A Survey on Data-driven Performance Tuning for Big Data Analytics Platforms

doi:10.1016/j.bdr.2021.100206

Big Data Research

Volume 25, 15 July 2021, 100206

https://doi.org/10.1016/j.bdr.2021.100206 Get rights and content

Abstract

Many research works deal with big data platforms looking forward to data science and analytics. These are complex and usually distributed environments, composed of several systems and tools. As expected, there is a need for a closer look at performance issues.

In this work, we review performance tuning strategies in the big data environment. We focus on data-driven tuning techniques, discussing the use of database inspired approaches. Concerning big data and NoSQL stores, performance tuning issues are quite different from the so-called conventional systems. Many existing solutions are mostly ad-hoc activities that do not fit for multiple situations. But there are some categories of data-driven solutions that can be taken as guidelines and incorporated into general-purpose auto-tuning modules for big data systems.

We examine typical performance tuning actions, discussing available solutions to support some of the tuning process's primary activities. We also discuss recent implementations of data-driven performance tuning solutions for big data platforms. We propose an initial classification based on the domain state-of-the-art and present selected tuning actions for large-scale data processing systems. Finally, we organized existing works towards self-tuning big data systems based on this classification and presented general and system-specific tuning recommendations. We found that most of the literature pieces evaluate the use of tuning actions at the physical design perspective, and there is a lack of self-tuning machine-learning-based solutions for big data systems.

Introduction

A wide range of devices, including mobile phones, GPS devices, social networks, sensors, and IoT devices [1], [2], [3], [4] is generating a large volume of distributed and heterogeneous data. Transforming such massive amount of data into valuable information while revealing its underlying meaning is a crucial function of big data analytics [5], [6].

New requirements in terms of analytics (e.g., real-time data management) contribute to a big data analytics environment composed of a myriad of solutions and distributed systems, commonly known as the big data stack [5]. Many of these solutions involve distributed processing of large volumes of data, replicated or moved over networks on the fly. Failures are somewhat common, and runtime auto-recovery is required and commonly achieved based on re-processing of tasks and through the use of intermediate data materialization [7], [8]. In such an environment, I/O costs and data movement may impose relevant costs and overheads. Capacity planning may turn out to be a problem and lead to increasing costs, especially in applications that must meet some type of Service Level Agreement (SLA) specified in terms of performance metrics [5]. Also, there is no optimizer to build the most efficient execution plan to execute each user's job, which increases the importance of carefully tuning the system performance.

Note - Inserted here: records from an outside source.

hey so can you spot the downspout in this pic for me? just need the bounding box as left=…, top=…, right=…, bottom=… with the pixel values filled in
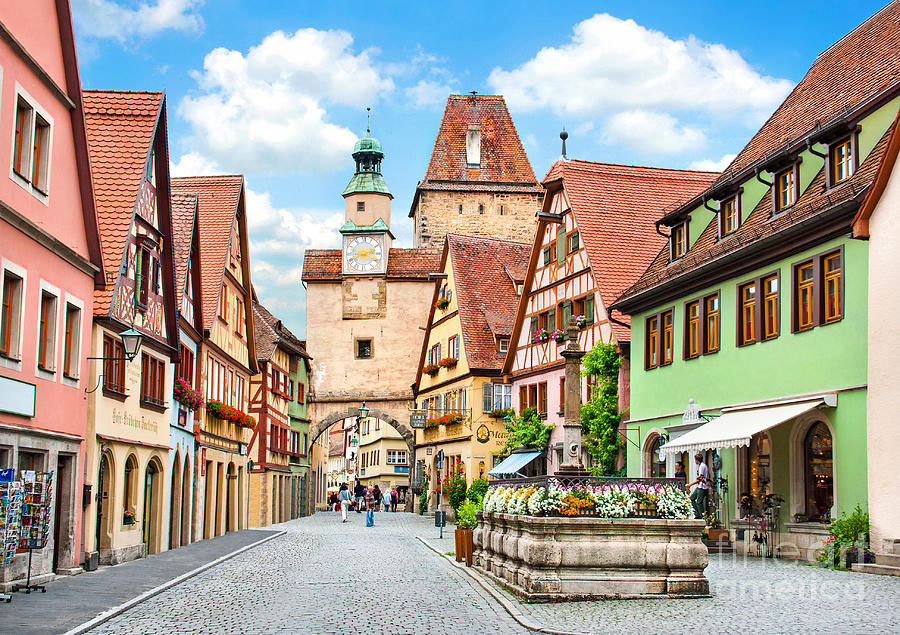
left=654, top=219, right=670, bottom=239
left=754, top=168, right=773, bottom=187
left=806, top=139, right=827, bottom=159
left=702, top=195, right=717, bottom=215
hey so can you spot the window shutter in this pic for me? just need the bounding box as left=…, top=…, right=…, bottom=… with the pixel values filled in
left=563, top=299, right=573, bottom=328
left=543, top=247, right=551, bottom=266
left=548, top=310, right=556, bottom=331
left=584, top=293, right=595, bottom=324
left=557, top=228, right=566, bottom=266
left=482, top=383, right=493, bottom=413
left=530, top=315, right=538, bottom=335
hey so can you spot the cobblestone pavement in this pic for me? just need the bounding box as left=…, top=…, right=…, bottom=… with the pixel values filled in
left=88, top=512, right=531, bottom=635
left=515, top=551, right=900, bottom=633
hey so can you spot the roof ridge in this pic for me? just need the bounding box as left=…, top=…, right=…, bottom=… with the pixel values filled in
left=82, top=88, right=163, bottom=95
left=815, top=0, right=898, bottom=61
left=172, top=174, right=245, bottom=180
left=447, top=232, right=531, bottom=247
left=563, top=159, right=720, bottom=176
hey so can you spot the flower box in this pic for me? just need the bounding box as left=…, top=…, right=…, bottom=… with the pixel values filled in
left=435, top=297, right=450, bottom=310
left=173, top=378, right=204, bottom=411
left=531, top=329, right=550, bottom=344
left=423, top=363, right=440, bottom=376
left=489, top=408, right=515, bottom=420
left=551, top=328, right=566, bottom=343
left=439, top=357, right=458, bottom=369
left=574, top=315, right=588, bottom=329
left=206, top=400, right=256, bottom=428
left=123, top=510, right=136, bottom=526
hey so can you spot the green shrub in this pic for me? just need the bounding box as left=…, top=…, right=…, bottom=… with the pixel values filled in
left=447, top=465, right=468, bottom=511
left=467, top=478, right=489, bottom=504
left=418, top=475, right=429, bottom=514
left=829, top=505, right=869, bottom=544
left=456, top=500, right=482, bottom=530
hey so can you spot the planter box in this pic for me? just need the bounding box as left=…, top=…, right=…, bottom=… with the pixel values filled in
left=474, top=511, right=709, bottom=601
left=456, top=528, right=474, bottom=566
left=707, top=528, right=729, bottom=542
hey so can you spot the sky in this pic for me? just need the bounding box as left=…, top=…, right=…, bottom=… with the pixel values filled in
left=71, top=0, right=889, bottom=338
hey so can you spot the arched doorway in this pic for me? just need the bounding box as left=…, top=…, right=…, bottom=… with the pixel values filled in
left=142, top=458, right=163, bottom=555
left=226, top=462, right=237, bottom=532
left=644, top=433, right=666, bottom=478
left=181, top=457, right=191, bottom=545
left=169, top=452, right=182, bottom=550
left=96, top=452, right=114, bottom=554
left=804, top=422, right=833, bottom=521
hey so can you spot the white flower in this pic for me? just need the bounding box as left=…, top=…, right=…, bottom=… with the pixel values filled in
left=656, top=486, right=693, bottom=519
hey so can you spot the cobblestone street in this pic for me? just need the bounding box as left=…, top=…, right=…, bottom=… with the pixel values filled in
left=79, top=510, right=900, bottom=634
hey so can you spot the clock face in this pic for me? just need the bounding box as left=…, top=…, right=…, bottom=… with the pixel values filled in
left=345, top=236, right=384, bottom=273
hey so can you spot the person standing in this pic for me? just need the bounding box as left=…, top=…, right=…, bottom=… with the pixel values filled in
left=373, top=484, right=382, bottom=511
left=338, top=484, right=351, bottom=523
left=674, top=461, right=686, bottom=480
left=382, top=488, right=392, bottom=513
left=354, top=480, right=364, bottom=513
left=364, top=488, right=376, bottom=527
left=391, top=488, right=399, bottom=513
left=687, top=453, right=710, bottom=519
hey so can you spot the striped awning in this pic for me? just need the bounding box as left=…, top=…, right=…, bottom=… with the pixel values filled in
left=488, top=451, right=542, bottom=477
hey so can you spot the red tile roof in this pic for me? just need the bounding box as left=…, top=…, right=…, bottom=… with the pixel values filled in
left=544, top=160, right=719, bottom=340
left=170, top=193, right=197, bottom=305
left=417, top=94, right=540, bottom=189
left=252, top=301, right=309, bottom=363
left=447, top=234, right=532, bottom=370
left=83, top=90, right=163, bottom=315
left=301, top=248, right=441, bottom=281
left=716, top=1, right=900, bottom=185
left=171, top=175, right=244, bottom=331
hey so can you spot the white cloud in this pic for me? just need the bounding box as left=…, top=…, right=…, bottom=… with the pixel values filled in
left=488, top=13, right=792, bottom=120
left=689, top=153, right=737, bottom=172
left=72, top=0, right=204, bottom=40
left=179, top=28, right=394, bottom=176
left=170, top=152, right=221, bottom=177
left=603, top=111, right=705, bottom=154
left=405, top=79, right=457, bottom=109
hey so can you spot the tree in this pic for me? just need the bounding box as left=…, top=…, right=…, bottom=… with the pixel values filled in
left=580, top=341, right=623, bottom=475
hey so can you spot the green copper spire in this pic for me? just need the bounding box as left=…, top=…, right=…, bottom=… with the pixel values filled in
left=343, top=108, right=391, bottom=197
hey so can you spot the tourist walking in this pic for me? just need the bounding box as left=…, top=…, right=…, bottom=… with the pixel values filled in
left=373, top=484, right=382, bottom=511
left=382, top=488, right=392, bottom=513
left=391, top=488, right=399, bottom=512
left=338, top=484, right=351, bottom=523
left=364, top=488, right=376, bottom=527
left=354, top=481, right=364, bottom=513
left=687, top=453, right=710, bottom=519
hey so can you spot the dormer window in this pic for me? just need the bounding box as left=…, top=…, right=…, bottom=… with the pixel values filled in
left=466, top=128, right=481, bottom=167
left=720, top=196, right=739, bottom=237
left=829, top=137, right=855, bottom=186
left=498, top=337, right=509, bottom=353
left=670, top=222, right=688, bottom=261
left=774, top=166, right=796, bottom=211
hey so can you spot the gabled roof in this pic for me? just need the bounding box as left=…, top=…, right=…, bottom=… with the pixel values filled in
left=171, top=175, right=244, bottom=331
left=301, top=248, right=441, bottom=282
left=252, top=301, right=310, bottom=363
left=853, top=110, right=900, bottom=237
left=542, top=160, right=718, bottom=340
left=446, top=234, right=531, bottom=372
left=83, top=90, right=163, bottom=315
left=170, top=193, right=197, bottom=304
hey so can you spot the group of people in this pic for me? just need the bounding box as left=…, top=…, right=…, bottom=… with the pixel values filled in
left=334, top=482, right=400, bottom=527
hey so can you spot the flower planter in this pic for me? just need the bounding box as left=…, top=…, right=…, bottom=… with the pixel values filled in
left=456, top=528, right=474, bottom=566
left=474, top=512, right=709, bottom=601
left=707, top=528, right=729, bottom=542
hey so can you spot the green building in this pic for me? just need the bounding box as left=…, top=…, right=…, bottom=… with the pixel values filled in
left=611, top=4, right=900, bottom=561
left=283, top=322, right=312, bottom=517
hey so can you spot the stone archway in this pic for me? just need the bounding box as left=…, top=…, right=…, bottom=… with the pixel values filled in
left=308, top=407, right=416, bottom=510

Both automatic tuning and real-time analytics tuning are some of the main open challenges for big data systems [9]. In big data analytics environments, the main tuning opportunities include the reorganization of data layouts (e.g., applying partitioning) and the efficient use of materialization, mainly to persist intermediate results [10]. These opportunities are somewhat related to some of the most common performance tuning actions usually taken in traditional database systems, which are data-driven decisions, mostly oriented to reduce I/O operations and improve memory consumption. Some of the aspects that impact traditional database systems' performance also affect large-scale big data processing systems. For instance, query (job) size, data skew, and temporal locality in data access impact both database systems and MapReduce-based systems performance [11].

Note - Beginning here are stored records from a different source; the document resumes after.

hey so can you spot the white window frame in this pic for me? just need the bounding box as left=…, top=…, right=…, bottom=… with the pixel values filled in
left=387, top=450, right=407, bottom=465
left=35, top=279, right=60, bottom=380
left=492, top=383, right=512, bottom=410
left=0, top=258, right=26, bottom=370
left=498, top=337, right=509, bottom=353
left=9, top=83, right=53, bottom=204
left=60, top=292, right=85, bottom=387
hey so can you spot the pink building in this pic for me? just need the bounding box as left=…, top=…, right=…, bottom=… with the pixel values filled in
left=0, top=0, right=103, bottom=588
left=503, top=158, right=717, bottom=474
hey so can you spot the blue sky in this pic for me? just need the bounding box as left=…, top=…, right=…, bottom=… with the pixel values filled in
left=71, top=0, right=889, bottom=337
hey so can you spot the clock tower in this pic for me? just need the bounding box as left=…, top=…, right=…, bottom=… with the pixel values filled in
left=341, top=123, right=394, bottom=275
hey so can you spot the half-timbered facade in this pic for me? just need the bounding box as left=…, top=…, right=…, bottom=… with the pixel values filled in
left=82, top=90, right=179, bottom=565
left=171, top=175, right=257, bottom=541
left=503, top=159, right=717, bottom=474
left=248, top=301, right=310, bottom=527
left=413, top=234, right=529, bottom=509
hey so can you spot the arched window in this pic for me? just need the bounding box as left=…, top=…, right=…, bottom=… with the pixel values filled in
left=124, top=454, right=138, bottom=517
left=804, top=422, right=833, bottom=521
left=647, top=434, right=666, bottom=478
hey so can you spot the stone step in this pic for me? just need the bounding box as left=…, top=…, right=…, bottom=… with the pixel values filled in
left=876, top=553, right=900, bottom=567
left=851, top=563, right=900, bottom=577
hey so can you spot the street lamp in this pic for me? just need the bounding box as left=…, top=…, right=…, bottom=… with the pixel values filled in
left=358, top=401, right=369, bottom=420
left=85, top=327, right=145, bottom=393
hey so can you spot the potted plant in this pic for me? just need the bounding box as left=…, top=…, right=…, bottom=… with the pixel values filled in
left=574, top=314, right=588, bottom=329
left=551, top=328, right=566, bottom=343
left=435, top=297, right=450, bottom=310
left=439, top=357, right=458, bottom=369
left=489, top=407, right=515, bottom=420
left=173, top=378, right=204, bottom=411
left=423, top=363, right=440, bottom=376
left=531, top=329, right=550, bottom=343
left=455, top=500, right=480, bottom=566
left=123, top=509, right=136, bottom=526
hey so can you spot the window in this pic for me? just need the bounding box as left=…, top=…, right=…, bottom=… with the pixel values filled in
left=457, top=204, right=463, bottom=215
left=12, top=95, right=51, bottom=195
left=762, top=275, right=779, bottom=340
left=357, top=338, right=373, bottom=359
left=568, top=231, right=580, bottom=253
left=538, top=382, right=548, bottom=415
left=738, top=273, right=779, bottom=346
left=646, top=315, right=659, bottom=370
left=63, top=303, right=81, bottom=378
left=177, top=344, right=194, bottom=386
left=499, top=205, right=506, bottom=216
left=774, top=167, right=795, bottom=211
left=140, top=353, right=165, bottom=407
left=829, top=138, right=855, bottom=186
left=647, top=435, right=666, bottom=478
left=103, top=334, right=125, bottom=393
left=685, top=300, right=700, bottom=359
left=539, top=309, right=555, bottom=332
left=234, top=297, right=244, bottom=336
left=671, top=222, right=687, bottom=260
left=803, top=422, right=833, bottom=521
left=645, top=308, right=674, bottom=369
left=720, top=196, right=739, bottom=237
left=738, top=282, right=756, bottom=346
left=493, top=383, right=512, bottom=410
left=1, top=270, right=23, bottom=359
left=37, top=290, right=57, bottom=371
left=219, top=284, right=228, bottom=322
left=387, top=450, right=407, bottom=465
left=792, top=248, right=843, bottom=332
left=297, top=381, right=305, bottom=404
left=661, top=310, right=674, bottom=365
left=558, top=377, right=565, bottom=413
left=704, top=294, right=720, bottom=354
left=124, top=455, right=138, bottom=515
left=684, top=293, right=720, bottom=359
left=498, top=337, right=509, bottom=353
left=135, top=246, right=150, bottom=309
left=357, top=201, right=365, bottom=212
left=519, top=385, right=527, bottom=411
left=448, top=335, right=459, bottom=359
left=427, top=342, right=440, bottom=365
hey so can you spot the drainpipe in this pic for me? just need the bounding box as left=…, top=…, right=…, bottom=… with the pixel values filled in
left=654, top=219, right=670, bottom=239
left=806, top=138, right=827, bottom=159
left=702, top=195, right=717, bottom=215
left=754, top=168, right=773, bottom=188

In this paper, we review the use of performance tuning techniques in the big data stack. We focus on data-driven performance tuning, discussing works related to I/O optimization, data partitioning and materialization, file placement and data transfer, caching, and memory consumption. We describe traditional tuning activities and present how it has evolved into the NoSQL solutions. We describe proposals on data-driven performance tuning for big data systems and warehouses, mostly in solutions based on the MapReduce paradigm and distributed systems. We present selected tuning actions that would benefit data analysts. We also present big data benchmarking tools, self-tuning solutions, and performance monitoring tools and advisors, and discuss some future research opportunities.

For the best of our knowledge, there is no prior work that presents an organized review of tuning techniques and works in the context of big data systems and analytics with such a data-driven perspective.

In the following section, we describe some background on the big data systems. We also discuss some related big data benchmarks and studies on performance comparison. Section 3 describes the main performance tuning actions, discussing available solutions used to support some of the tuning process's main activities in relational and NoSQL stores, based on our data-driven performance tuning classification. Section 4 reviews data-driven performance (self)tuning in the large-scale processing systems. In Section 5, we classify existing works, extract general and system-specific tuning recommendations, and discuss research opportunities. Finally, section 6 concludes the paper and presents future work.

Section snippets

Big Data and analytics: concepts, uses and benchmarks

In this section, we review some concepts and background on big data and big data analytics, including common systems and workload types, application areas, benchmark tools and performance comparison studies.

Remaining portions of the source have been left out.